The process is typically divided into several steps:

  • Set the baseline. Start by establishing a baseline. The testers must identify how the system should operate under optimal conditions and specify what constitutes a normal working state.
  • Create a hypothesis. Consider one or more potential weaknesses and formulate a hypothesis about the effects of those weaknesses. For example, software testers might want to know what will happen if a large traffic spike occurs.
  • Test. Conduct experiments to gauge the consequences of a large spike. The experiments might reveal an error in a critical process or an unexpected cause-and-effect relationship. For example, a traffic spike simulation might reveal a storage performance issue.
  • Evaluate. Measure and evaluate how the hypothesis holds up and determine which problems to fix.

·        Chaos Engineering Tools

·        It is essential to minimize the blast radius while designing chaos experiments, ideally one small failure at a time. Measure experiments carefully, ensuring they are low-risk: involve few users, limit user flows, limit the number of live devices, etc. As one begins, it is wise to inject failures that verify functionality for a subset or small group of clients and devices. As these low-risk experiments succeed, you can then proceed to run small-scale diffuse experiments that will impact a small percentage of traffic, which is distributed evenly throughout production servers.

·        A small-scale diffuse experiment's main advantage is that it does not cross thresholds that could open circuits. This allows one to verify single-request fallbacks and timeouts while demonstrating the systems resilience to transient errors. It verifies the logical correctness of fallbacks, but not the characteristics of the system during large-scale fallout.

·        The following is a list of tools to get you started.

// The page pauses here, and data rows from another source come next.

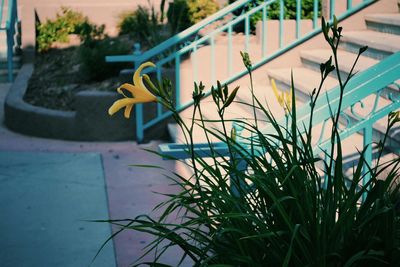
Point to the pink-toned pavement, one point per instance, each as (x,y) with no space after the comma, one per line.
(130,189)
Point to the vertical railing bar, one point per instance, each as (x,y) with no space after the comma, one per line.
(281,10)
(10,55)
(298,18)
(331,9)
(1,15)
(367,143)
(247,32)
(349,4)
(264,33)
(229,50)
(315,17)
(212,59)
(177,81)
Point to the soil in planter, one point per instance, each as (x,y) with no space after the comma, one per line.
(57,78)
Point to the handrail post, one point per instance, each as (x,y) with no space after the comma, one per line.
(367,143)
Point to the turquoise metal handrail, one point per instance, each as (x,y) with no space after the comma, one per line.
(9,28)
(188,43)
(370,82)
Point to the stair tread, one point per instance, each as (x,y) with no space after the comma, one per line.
(305,79)
(387,18)
(235,111)
(377,40)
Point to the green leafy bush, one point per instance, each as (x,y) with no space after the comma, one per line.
(184,13)
(92,55)
(289,216)
(57,30)
(273,11)
(143,24)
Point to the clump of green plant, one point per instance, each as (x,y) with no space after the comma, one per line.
(92,55)
(289,10)
(184,13)
(142,24)
(57,30)
(262,201)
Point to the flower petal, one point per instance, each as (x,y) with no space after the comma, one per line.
(127,112)
(121,103)
(140,94)
(137,79)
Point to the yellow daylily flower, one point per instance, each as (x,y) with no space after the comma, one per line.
(138,90)
(284,98)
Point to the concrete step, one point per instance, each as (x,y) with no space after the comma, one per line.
(388,23)
(4,75)
(306,80)
(380,44)
(312,59)
(239,109)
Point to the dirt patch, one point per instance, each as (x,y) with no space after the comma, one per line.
(57,78)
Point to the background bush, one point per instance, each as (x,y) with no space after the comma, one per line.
(307,10)
(184,13)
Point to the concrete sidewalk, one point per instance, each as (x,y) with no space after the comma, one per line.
(129,189)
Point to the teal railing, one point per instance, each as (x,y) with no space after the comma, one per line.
(189,43)
(369,83)
(9,28)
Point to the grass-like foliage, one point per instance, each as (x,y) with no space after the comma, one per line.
(265,203)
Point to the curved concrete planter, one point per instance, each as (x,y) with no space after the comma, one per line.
(90,121)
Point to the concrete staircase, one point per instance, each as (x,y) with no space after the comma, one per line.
(382,37)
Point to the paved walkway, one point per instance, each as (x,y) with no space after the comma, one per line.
(129,189)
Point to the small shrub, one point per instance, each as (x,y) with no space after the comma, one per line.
(57,30)
(143,24)
(184,13)
(287,216)
(92,57)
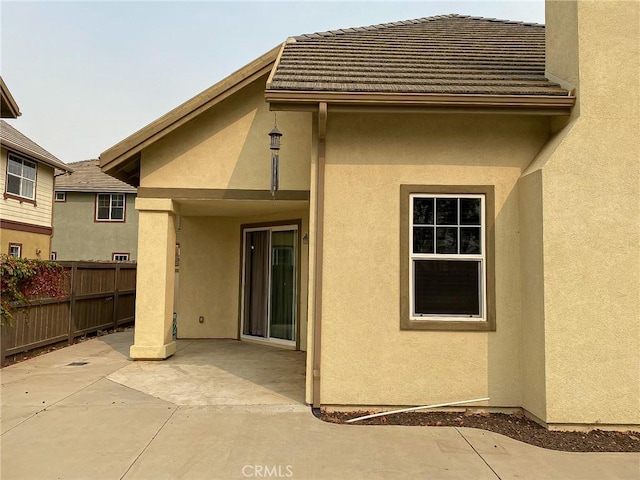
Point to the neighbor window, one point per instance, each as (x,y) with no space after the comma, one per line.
(21,177)
(446,258)
(15,250)
(110,207)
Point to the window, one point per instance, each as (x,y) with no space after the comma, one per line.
(110,207)
(15,250)
(21,177)
(446,256)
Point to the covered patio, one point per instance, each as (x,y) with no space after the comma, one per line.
(221,372)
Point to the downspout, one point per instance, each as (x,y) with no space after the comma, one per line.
(317,318)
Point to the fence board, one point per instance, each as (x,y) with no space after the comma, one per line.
(101,296)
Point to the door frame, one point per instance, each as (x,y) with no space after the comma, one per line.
(297,223)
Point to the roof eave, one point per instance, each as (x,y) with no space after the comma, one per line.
(88,189)
(35,156)
(299,99)
(128,148)
(9,107)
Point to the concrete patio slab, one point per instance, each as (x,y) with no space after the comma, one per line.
(221,372)
(232,445)
(509,458)
(80,442)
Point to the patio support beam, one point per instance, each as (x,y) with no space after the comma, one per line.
(155,280)
(317,317)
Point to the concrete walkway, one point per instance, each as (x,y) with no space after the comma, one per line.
(116,419)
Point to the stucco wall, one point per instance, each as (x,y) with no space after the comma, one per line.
(591,192)
(210,274)
(31,243)
(532,356)
(366,359)
(38,214)
(227,147)
(77,236)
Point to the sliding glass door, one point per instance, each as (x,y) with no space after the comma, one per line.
(269,284)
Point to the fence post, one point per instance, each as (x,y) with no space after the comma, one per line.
(116,295)
(72,303)
(3,345)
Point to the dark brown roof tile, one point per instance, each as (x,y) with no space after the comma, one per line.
(444,54)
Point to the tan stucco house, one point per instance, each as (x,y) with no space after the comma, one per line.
(94,216)
(457,214)
(26,176)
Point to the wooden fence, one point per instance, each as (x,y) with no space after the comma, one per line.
(101,296)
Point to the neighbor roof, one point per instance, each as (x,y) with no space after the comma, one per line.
(87,177)
(14,140)
(449,54)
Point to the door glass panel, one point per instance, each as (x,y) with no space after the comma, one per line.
(256,283)
(283,292)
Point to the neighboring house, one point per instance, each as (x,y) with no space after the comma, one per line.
(94,216)
(26,175)
(457,214)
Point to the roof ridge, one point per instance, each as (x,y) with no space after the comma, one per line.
(417,21)
(83,161)
(25,142)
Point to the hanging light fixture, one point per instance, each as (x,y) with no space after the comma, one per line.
(275,161)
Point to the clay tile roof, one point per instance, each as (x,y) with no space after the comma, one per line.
(87,177)
(446,54)
(14,140)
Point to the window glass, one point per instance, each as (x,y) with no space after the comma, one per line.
(447,211)
(423,211)
(28,188)
(29,170)
(13,185)
(470,211)
(470,242)
(423,239)
(445,287)
(446,240)
(444,283)
(110,207)
(15,167)
(21,177)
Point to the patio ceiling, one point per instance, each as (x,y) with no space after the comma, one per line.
(238,208)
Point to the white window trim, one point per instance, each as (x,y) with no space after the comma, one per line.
(21,160)
(481,258)
(18,246)
(111,195)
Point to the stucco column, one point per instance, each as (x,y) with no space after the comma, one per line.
(155,280)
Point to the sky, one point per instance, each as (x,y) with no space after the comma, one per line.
(87,74)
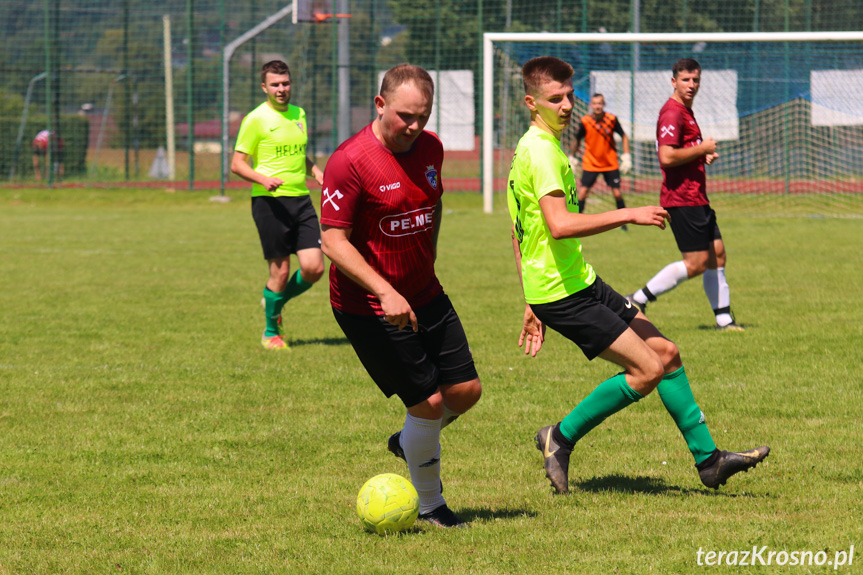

  • Chaos Monkey: The OG of chaos engineering. The tool is still maintained and currently integrated into Spinnaker, a continuous delivery platform developed initially by Netflix to release software changes rapidly and reliably.
  • Mangle: Enables one to run chaos engineering experiments against applications and infrastructure components and quickly assess resiliency and fault tolerance. Designed to introduce faults with minimal pre-configuration and supports a wide range of tooling, including K8S, Docker, vCenter, or any Remote Machine with SSH enabled.
  • Gremlin: Founded by the former Netflix and Amazon engineers who productized Chaos as a Service (CaaS). Gremlin is a paid service that gives one a command-line interface, agent, and intuitive web interface that allow you to set up chaos experiments in no time. Don't worry. There's a big red HALT button that makes it simple for Gremlin users to reactively rollback experiments in the case of an attack negatively impacting the customer experience.
  • Chaos Toolkit: An open-source project that tries to make chaos experiments easier by creating an open API and standard JSON format to expose experiments. They are many drivers to execute AWS, Azure, Kubernetes, PCF, and Google cloud experiments. It also includes integrations for monitoring systems and chat, such as Prometheus and Slack.

Chaos engineering best practices

Chaos engineering is complicated. Following these best practices can help avoid problems that stem from the fallacies listed above:

  • Understand the usual behaviour of the system. Having a solid understanding of the system when it is healthy will help in diagnosing problems.
  • Simulate realistic scenarios. Focus on injecting likely failures and bugs. For example, if latency has been a problem in the past, inject bugs that induce latency.
  • Test using real-world conditions. This yields the most accurate results. Chaos engineering is often performed in production environments, especially when it is too cumbersome or expensive to duplicate a large, distributed system for testing purposes.
  • Minimize the blast radius. Chaos engineering can be highly disruptive. Success demands coordination among IT staff, developers and business units. Experiments in production environments are rarely run at peak times, and ideally, nobody using the system will be able to tell that chaos experiments are taking place. Redundancy should be in place to ensure that services remain available if experiments do cause issues.